At the same time, Anand said, the alliance needs to focus on the North.
“Last August, I raised a point about ensuring that NATO has efforts directed at the security and protection of the Arctic, and my fellow foreign ministers who were around that table, the Nordic Five, agreed with me wholeheartedly,” he said.
The Nordic Five includes Denmark, Iceland, Norway, Finland and Sweden – the last two new members of NATO.
Anand said Canada wants to see a broader NATO Arctic strategy than the Arctic Sentry mission launched earlier this year, and that includes a permanent presence in the region.
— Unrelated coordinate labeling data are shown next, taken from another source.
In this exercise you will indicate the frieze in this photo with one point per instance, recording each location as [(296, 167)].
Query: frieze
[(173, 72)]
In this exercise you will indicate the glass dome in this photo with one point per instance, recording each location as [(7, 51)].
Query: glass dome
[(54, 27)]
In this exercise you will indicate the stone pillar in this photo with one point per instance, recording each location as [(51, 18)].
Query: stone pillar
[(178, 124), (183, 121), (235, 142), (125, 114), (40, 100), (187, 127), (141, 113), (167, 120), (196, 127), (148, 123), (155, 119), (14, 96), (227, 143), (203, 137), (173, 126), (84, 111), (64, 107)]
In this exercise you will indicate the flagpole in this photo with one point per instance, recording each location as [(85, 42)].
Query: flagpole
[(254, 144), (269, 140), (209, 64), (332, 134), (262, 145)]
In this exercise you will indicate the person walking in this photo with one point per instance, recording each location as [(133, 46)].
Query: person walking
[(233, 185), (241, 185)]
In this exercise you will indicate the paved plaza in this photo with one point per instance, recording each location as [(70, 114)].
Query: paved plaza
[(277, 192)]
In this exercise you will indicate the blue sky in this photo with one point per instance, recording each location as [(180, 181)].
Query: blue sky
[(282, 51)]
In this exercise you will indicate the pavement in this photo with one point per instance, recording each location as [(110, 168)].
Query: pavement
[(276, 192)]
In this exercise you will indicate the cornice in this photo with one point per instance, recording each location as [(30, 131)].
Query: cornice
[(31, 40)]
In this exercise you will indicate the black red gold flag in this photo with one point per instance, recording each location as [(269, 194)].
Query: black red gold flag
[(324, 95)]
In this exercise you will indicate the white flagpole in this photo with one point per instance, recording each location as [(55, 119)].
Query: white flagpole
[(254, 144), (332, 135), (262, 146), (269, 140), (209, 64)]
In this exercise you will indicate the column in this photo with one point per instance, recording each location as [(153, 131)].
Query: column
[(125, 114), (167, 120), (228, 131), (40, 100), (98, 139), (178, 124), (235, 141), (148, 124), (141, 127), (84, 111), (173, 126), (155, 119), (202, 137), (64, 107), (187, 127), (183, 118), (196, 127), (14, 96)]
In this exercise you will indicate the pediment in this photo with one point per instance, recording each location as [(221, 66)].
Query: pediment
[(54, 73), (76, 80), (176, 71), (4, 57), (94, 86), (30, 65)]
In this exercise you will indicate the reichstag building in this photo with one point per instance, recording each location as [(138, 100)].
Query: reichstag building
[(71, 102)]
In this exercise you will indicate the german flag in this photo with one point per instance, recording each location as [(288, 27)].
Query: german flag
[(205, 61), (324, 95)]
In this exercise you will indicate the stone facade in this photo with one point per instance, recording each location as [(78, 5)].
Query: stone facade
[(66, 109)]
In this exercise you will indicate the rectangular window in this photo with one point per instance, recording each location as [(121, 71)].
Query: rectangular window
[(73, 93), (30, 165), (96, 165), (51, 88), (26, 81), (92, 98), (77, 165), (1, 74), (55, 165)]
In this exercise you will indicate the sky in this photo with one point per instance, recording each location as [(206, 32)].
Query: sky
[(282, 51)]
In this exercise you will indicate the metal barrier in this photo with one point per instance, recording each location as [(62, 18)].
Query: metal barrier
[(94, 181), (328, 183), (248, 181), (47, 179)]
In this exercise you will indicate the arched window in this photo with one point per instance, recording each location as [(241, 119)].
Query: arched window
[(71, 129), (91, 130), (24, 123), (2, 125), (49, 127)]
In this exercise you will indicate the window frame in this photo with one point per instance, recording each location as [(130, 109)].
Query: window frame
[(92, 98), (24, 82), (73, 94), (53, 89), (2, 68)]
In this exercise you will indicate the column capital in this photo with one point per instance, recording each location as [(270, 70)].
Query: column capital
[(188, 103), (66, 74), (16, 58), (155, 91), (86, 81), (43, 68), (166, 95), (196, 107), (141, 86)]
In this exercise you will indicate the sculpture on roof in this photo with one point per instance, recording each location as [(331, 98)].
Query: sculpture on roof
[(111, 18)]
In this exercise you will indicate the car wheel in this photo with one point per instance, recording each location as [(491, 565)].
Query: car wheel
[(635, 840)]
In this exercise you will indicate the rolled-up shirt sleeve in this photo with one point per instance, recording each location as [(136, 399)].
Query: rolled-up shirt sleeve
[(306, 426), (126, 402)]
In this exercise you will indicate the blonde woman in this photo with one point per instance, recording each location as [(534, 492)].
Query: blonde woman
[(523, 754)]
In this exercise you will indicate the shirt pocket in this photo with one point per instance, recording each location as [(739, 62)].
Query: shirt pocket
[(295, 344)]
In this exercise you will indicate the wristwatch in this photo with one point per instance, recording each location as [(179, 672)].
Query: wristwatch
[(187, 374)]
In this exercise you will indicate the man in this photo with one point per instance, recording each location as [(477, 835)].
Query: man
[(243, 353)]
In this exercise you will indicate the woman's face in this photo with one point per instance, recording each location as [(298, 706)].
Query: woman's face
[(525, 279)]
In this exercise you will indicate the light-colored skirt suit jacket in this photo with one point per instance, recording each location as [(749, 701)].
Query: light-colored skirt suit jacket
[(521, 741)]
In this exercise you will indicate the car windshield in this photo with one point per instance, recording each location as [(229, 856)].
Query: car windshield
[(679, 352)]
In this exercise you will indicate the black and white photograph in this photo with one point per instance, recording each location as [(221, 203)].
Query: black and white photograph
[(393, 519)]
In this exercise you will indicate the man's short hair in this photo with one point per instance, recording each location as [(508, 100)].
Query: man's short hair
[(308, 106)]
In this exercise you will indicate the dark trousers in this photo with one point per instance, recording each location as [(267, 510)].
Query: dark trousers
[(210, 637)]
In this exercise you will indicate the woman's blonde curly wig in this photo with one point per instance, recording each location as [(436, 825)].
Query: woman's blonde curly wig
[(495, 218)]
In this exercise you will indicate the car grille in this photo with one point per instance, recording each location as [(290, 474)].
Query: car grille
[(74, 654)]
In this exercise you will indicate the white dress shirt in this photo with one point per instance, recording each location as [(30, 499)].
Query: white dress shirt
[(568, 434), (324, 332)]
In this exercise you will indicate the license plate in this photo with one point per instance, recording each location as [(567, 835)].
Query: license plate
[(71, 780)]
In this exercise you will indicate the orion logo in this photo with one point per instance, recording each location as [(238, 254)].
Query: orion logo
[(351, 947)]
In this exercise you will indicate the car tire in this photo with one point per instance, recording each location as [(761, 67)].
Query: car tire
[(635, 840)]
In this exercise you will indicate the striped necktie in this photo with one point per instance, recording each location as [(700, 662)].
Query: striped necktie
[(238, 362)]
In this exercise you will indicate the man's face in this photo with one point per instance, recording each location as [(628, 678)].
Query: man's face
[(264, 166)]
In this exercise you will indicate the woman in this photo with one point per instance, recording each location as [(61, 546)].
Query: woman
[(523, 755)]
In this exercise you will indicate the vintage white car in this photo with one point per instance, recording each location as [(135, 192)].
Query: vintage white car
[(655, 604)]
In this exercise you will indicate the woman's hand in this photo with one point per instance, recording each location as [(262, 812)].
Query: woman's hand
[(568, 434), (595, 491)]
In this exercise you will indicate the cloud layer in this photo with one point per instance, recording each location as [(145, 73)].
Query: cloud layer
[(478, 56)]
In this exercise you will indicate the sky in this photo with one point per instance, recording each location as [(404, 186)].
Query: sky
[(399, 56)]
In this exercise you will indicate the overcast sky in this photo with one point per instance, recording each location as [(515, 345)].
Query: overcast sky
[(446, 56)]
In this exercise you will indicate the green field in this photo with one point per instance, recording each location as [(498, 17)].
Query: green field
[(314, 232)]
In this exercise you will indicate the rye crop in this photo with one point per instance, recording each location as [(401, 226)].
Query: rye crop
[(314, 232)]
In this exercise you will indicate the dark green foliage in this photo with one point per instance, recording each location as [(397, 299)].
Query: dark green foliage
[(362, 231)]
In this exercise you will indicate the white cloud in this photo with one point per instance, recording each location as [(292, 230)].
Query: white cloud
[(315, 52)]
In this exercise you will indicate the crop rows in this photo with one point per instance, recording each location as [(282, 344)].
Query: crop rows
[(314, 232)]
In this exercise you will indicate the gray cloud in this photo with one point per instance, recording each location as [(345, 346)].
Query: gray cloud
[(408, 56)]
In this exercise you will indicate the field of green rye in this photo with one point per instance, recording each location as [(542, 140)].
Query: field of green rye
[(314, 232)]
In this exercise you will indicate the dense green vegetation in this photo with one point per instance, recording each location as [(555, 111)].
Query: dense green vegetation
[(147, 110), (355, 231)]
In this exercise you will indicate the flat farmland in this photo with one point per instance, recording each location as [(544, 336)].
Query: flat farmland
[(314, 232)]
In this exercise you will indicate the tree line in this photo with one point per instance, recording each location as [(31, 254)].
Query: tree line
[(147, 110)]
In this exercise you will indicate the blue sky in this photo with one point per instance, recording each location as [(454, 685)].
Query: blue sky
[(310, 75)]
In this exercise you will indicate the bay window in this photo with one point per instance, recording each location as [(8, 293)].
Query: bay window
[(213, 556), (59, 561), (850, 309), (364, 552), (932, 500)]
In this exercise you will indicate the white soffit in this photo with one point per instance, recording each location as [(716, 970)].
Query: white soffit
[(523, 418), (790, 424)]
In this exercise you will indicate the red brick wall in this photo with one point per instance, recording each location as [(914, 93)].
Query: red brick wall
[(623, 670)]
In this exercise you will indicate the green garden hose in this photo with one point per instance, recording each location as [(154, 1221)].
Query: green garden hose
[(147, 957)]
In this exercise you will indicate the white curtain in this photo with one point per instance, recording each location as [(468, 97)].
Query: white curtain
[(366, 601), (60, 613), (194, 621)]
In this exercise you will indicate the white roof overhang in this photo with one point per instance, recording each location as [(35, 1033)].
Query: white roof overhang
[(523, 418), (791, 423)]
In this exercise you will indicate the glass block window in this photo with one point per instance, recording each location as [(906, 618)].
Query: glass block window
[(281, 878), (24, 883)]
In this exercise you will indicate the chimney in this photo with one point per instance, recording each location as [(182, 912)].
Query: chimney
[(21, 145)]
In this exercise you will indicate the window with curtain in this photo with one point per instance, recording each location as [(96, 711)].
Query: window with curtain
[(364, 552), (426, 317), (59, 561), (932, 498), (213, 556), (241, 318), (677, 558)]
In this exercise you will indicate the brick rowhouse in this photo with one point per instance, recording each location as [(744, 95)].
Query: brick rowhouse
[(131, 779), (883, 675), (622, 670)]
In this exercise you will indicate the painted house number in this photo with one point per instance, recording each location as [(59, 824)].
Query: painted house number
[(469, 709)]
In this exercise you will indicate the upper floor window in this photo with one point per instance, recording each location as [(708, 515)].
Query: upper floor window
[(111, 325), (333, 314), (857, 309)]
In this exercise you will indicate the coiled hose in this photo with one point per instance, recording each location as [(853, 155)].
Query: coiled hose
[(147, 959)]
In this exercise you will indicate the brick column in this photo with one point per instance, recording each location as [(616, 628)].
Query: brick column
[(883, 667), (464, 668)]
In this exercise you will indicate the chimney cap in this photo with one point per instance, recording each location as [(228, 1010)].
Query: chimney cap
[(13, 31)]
He said he plans to discuss this topic with NATO Secretary-General Mark Rutte later in the day.
Military spending, the Indo-Pacific region is also on the agenda
The annual meeting of the Organization for Security and Cooperation in Europe is focused this year on how the NATO allies will fulfill their pledge to reach the spending commitment by 2035.
Former defense minister Bill Blair told the same conference two years ago that the military was on a recruitment drive.
Participants in the discussion at the conference on Wednesday said that the military has made some progress in terms of recruitment, due to the increase in salaries and recruitment bonuses introduced by the government this year.
Stefanie von Hlatky, a professor of political studies at Queen’s University, warned that while Canada’s spending commitments “assume that we can grow and sustain the Armed Forces now and in the long term,” there are still significant recruitment and retention challenges.
Maj.-Gen. JJ Major, chief of staff for programs, policy and development of the Armed Forces, said that there are now more people applying to join the army than there are open positions.
“Although we are longer, I think, than anyone would like us to be, we have improved the processing time by about a month,” he said.
Anand, who was defense minister before Blair, told the crowd on Wednesday that he “stopped at this stage in 2023 to show that our commitment to NATO, at two per cent, was very important.”
The Liberal government at the time had no plan to reach its NATO targets.
Prime Minister Mark Carney’s government recently released a defense industry strategy – something Blair began working on when he was minister – setting out a plan to boost domestic defense production.
Anand said that for a long time governments have looked at defense and security separately from economic growth, but that is no longer the case.
“The defense industry strategy is about opening up small and medium-sized businesses in the country, as well as large companies,” he said.
Conference participants watched a panel discussion Wednesday about Canada’s role in the Indo-Pacific moderated by Vincent Rigby, former national security and intelligence adviser to prime minister Justin Trudeau.
Rigby said Canada has been struggling to find a way in the Indo-Pacific region for the past few years, even after the regional strategy for 2022 was released.
Carney’s efforts to improve relations with China – which his government now describes as a “strategic partner” – appear to contradict the 2022 strategic document, which positions China as an increasingly disruptive global power.
The panelists agreed that Canada may need to renew that strategy – which was supposed to cover a 10-year period – and should link it to the Arctic and Europe.
“It won’t be easy,” said Rigby. “It will test the prime minister’s diplomacy when it comes to countries like China and India and – I would say so – the United States.”